Há semanas internado no hospital Albert Einstein, na capital paulista, onde tratava um câncer no cólon, Pelé morreu nesta quinta-feira (29). Sendo uma das figuras mais famosas do século XX, a morte do ex-jogador repercutiu mundialmente.

Com uma carreira brilhante, Pelé conquistou, ao lado da Seleção Brasileira, as Copas do Mundo de 1958, 1962 e 1970. No Santos, onde jogou praticamente a carreira toda, também empilhou títulos, entre eles duas Libertadores e dois Mundiais de Clubes, viajando o mundo inteiro em partidas de exibição com a equipe. Em um dos episódios mais notórios dessa trajetória no clube, chegou a paralisar uma guerra civil na Nigéria.
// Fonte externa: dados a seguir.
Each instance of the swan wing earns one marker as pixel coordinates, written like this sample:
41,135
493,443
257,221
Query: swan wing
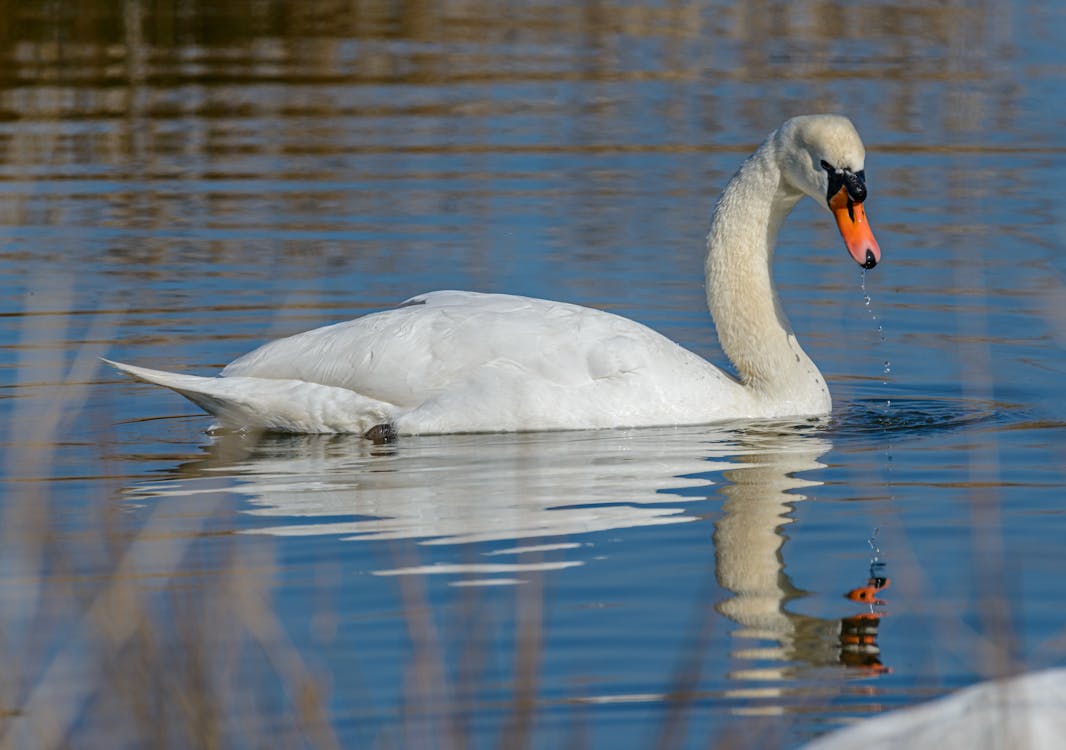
434,342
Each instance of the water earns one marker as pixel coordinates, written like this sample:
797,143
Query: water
180,185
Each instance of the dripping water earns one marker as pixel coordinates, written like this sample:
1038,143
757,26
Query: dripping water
887,364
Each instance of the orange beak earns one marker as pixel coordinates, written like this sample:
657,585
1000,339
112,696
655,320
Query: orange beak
851,222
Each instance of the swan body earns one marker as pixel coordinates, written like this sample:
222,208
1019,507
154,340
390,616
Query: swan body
461,361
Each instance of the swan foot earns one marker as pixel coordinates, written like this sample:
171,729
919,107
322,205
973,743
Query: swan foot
381,434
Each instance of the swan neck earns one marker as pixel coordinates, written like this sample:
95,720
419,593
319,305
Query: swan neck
753,329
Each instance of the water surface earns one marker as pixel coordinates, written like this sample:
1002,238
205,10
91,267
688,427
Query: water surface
180,185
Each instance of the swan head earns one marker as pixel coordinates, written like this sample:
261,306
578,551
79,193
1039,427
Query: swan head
823,157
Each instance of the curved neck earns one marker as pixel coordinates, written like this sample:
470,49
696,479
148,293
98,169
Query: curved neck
753,329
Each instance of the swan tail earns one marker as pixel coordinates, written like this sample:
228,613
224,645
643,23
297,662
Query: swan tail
273,405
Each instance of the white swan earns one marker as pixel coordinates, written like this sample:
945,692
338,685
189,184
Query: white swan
461,361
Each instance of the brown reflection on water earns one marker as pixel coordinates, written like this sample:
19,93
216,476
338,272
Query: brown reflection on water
164,61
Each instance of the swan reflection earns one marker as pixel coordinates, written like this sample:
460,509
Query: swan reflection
540,492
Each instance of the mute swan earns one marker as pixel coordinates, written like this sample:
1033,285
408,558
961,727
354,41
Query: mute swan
463,362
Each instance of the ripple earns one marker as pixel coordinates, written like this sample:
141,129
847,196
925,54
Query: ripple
876,417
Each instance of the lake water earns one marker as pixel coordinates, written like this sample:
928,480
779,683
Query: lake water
181,183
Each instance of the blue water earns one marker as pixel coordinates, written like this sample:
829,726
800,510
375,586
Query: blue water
177,189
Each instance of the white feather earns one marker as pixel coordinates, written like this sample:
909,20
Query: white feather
461,361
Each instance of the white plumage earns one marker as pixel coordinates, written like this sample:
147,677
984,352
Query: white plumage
461,361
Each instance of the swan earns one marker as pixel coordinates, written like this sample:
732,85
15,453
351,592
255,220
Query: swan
467,362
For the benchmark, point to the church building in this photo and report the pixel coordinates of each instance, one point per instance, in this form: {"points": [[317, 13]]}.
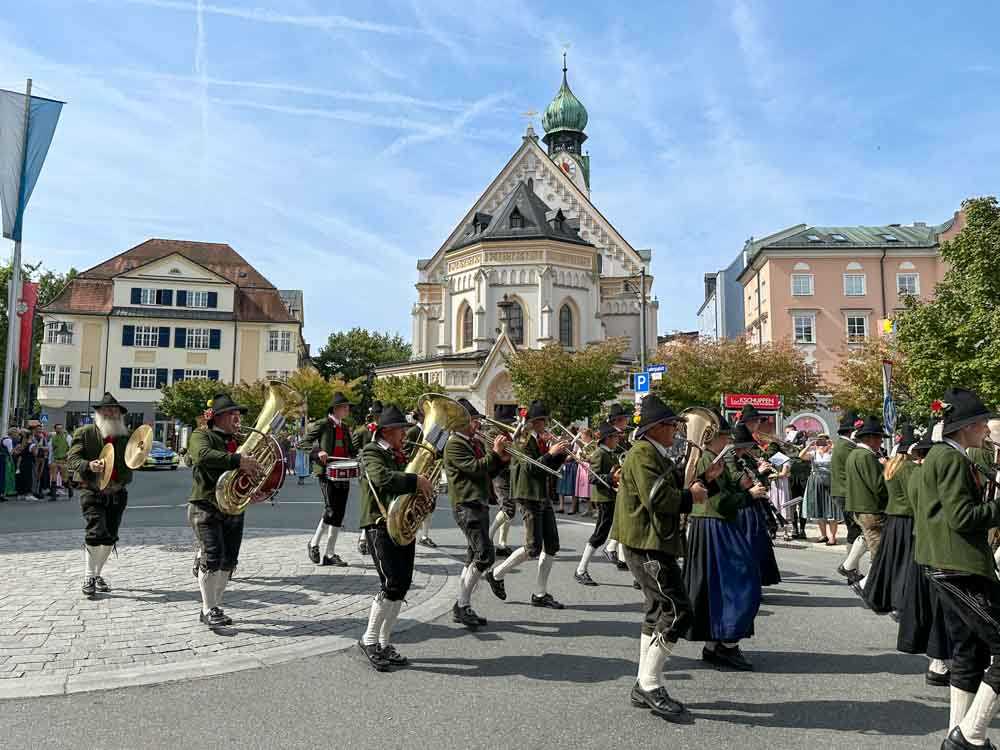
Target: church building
{"points": [[532, 263]]}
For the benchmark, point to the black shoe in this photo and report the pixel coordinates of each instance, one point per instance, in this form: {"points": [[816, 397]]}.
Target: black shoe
{"points": [[375, 658], [545, 600], [937, 680], [660, 703], [499, 591]]}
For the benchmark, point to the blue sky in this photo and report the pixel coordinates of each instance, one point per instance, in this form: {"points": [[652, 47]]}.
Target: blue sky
{"points": [[334, 143]]}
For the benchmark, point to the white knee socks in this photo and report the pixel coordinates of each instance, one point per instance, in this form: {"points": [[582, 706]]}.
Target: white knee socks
{"points": [[544, 568]]}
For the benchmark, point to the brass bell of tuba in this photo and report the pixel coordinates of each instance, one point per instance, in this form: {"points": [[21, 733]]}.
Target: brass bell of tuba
{"points": [[442, 416]]}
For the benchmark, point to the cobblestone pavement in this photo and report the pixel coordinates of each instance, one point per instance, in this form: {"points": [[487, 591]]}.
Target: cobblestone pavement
{"points": [[54, 640]]}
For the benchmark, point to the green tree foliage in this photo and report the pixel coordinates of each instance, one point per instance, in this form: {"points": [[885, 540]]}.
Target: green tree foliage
{"points": [[404, 391], [954, 339], [700, 371], [573, 385]]}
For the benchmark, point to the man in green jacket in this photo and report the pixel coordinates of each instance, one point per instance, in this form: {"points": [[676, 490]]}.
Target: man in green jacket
{"points": [[470, 471], [382, 462], [102, 508], [650, 502], [951, 519], [212, 449]]}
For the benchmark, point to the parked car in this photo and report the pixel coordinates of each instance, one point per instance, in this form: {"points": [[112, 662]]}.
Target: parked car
{"points": [[161, 457]]}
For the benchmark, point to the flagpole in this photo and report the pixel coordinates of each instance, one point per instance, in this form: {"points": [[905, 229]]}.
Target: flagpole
{"points": [[14, 290]]}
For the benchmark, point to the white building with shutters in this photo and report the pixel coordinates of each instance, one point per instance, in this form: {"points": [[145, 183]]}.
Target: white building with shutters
{"points": [[161, 312]]}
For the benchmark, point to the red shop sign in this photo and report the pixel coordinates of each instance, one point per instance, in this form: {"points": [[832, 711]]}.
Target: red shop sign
{"points": [[768, 402]]}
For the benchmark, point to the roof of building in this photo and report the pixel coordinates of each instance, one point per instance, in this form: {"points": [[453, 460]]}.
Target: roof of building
{"points": [[256, 298], [536, 221]]}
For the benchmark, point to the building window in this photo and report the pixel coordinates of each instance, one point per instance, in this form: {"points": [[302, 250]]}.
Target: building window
{"points": [[854, 285], [147, 336], [197, 338], [53, 335], [857, 328], [144, 377], [802, 284], [907, 283], [805, 328], [279, 341], [566, 326]]}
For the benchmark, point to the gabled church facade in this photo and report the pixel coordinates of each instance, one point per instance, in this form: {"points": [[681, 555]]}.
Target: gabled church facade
{"points": [[532, 263]]}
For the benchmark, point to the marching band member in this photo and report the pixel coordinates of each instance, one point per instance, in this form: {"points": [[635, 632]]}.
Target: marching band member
{"points": [[382, 461], [721, 573], [219, 535], [951, 520], [328, 439], [604, 474], [648, 510], [867, 495], [102, 509], [469, 470], [541, 535]]}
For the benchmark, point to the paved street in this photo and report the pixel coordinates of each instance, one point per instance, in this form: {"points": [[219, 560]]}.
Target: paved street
{"points": [[826, 669]]}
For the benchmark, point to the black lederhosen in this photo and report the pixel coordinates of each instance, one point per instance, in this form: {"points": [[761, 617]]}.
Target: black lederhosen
{"points": [[102, 514], [335, 500], [602, 529], [219, 536], [540, 531], [393, 563], [474, 521], [667, 607], [971, 606]]}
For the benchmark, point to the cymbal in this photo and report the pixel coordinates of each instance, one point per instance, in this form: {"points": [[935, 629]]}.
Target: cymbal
{"points": [[139, 445], [108, 457]]}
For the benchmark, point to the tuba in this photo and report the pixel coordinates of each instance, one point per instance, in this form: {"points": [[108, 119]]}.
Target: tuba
{"points": [[442, 416], [236, 488]]}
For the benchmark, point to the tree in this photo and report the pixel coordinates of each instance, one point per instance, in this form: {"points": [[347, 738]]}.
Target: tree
{"points": [[403, 391], [954, 339], [700, 371], [573, 385]]}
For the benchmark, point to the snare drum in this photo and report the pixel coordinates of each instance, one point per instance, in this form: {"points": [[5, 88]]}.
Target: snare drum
{"points": [[342, 471]]}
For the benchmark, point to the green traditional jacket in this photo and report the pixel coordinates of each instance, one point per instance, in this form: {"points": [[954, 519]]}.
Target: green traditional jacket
{"points": [[532, 483], [950, 517], [602, 463], [469, 478], [866, 490], [381, 469], [899, 501], [842, 448], [321, 436], [650, 502], [210, 459], [728, 497], [87, 446]]}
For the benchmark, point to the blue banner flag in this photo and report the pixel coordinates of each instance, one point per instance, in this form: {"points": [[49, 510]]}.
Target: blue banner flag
{"points": [[22, 153]]}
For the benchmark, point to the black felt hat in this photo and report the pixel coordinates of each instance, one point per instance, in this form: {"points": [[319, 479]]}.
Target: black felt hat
{"points": [[652, 413], [958, 408], [110, 400]]}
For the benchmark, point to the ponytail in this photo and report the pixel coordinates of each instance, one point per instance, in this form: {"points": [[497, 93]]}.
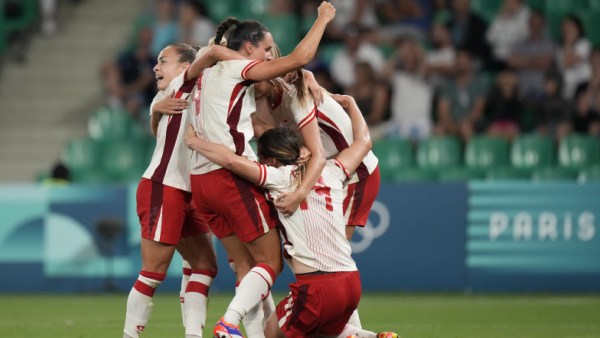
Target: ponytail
{"points": [[224, 27]]}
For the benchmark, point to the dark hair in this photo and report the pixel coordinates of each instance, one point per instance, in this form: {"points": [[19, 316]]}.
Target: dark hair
{"points": [[280, 143], [245, 31], [186, 52], [575, 19]]}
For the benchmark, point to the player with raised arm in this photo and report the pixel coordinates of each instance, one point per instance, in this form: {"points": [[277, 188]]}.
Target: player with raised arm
{"points": [[327, 289], [222, 106]]}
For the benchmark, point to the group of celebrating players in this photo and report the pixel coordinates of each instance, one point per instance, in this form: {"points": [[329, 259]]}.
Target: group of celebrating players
{"points": [[313, 181]]}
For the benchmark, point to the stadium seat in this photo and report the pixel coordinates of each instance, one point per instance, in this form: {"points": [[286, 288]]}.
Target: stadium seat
{"points": [[285, 31], [590, 174], [486, 8], [81, 154], [438, 152], [554, 173], [112, 124], [579, 151], [532, 151], [393, 154], [483, 152], [123, 160], [507, 173]]}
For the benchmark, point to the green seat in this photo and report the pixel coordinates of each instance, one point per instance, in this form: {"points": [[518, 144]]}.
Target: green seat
{"points": [[285, 31], [554, 173], [124, 160], [460, 174], [486, 8], [219, 10], [590, 174], [413, 174], [483, 152], [438, 152], [393, 154], [532, 151], [507, 173], [81, 154], [579, 151]]}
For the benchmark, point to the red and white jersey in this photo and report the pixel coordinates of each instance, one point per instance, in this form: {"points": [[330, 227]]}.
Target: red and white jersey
{"points": [[170, 164], [335, 126], [315, 234], [221, 107]]}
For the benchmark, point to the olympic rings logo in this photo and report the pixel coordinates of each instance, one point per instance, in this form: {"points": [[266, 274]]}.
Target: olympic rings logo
{"points": [[370, 232]]}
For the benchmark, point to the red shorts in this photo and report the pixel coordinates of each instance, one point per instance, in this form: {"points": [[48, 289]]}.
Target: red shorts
{"points": [[167, 214], [360, 197], [319, 304], [232, 205]]}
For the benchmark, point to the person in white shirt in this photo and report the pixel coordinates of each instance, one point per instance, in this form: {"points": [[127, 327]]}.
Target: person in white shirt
{"points": [[238, 211], [168, 216], [313, 236]]}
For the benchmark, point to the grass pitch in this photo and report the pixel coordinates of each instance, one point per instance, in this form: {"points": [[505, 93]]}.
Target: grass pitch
{"points": [[412, 316]]}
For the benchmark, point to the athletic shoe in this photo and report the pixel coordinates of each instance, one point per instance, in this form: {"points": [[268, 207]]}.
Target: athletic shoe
{"points": [[388, 335], [225, 330]]}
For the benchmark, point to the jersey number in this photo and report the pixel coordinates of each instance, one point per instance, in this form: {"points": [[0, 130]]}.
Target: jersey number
{"points": [[321, 190]]}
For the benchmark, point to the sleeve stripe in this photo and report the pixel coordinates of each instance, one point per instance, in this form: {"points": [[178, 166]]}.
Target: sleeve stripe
{"points": [[262, 177], [248, 66], [311, 116], [339, 164]]}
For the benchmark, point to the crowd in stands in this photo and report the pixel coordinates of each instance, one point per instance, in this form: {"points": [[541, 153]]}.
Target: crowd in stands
{"points": [[417, 68]]}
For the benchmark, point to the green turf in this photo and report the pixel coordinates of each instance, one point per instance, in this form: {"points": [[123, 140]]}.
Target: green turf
{"points": [[418, 316]]}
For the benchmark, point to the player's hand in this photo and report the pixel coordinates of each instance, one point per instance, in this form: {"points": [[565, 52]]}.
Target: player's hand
{"points": [[313, 87], [343, 100], [288, 203], [170, 105], [190, 136], [305, 155], [326, 11]]}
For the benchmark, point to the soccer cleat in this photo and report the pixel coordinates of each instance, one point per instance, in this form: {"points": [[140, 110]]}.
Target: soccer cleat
{"points": [[225, 330], [388, 335]]}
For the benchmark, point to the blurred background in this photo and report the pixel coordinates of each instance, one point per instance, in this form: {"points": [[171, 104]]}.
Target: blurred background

Para discutir o legado do "atleta do século", a Sputnik Brasil ouviu pesquisadores de diversas áreas, que apontaram as contribuições de Pelé para além dos campos de futebol, desde sua ascensão em meio a um mundo ainda marcado pela segregação racial, à sua contribuição para a profissionalização do esporte e a formação da identidade brasileira.
© Folhapress / Bruno SantosEdson Arantes do Nascimento, o Pelé, campeão nas Copas do Mundo de 1958, 1962 e 1970, no museu que leva seu nome, em Santos (SP)
Edson Arantes do Nascimento, o Pelé, campeão nas Copas do Mundo de 1958, 1962 e 1970, no museu que leva seu nome, em Santos (SP) - Sputnik Brasil, 1920, 30.12.2022
Edson Arantes do Nascimento, o Pelé, campeão nas Copas do Mundo de 1958, 1962 e 1970, no museu que leva seu nome, em Santos (SP)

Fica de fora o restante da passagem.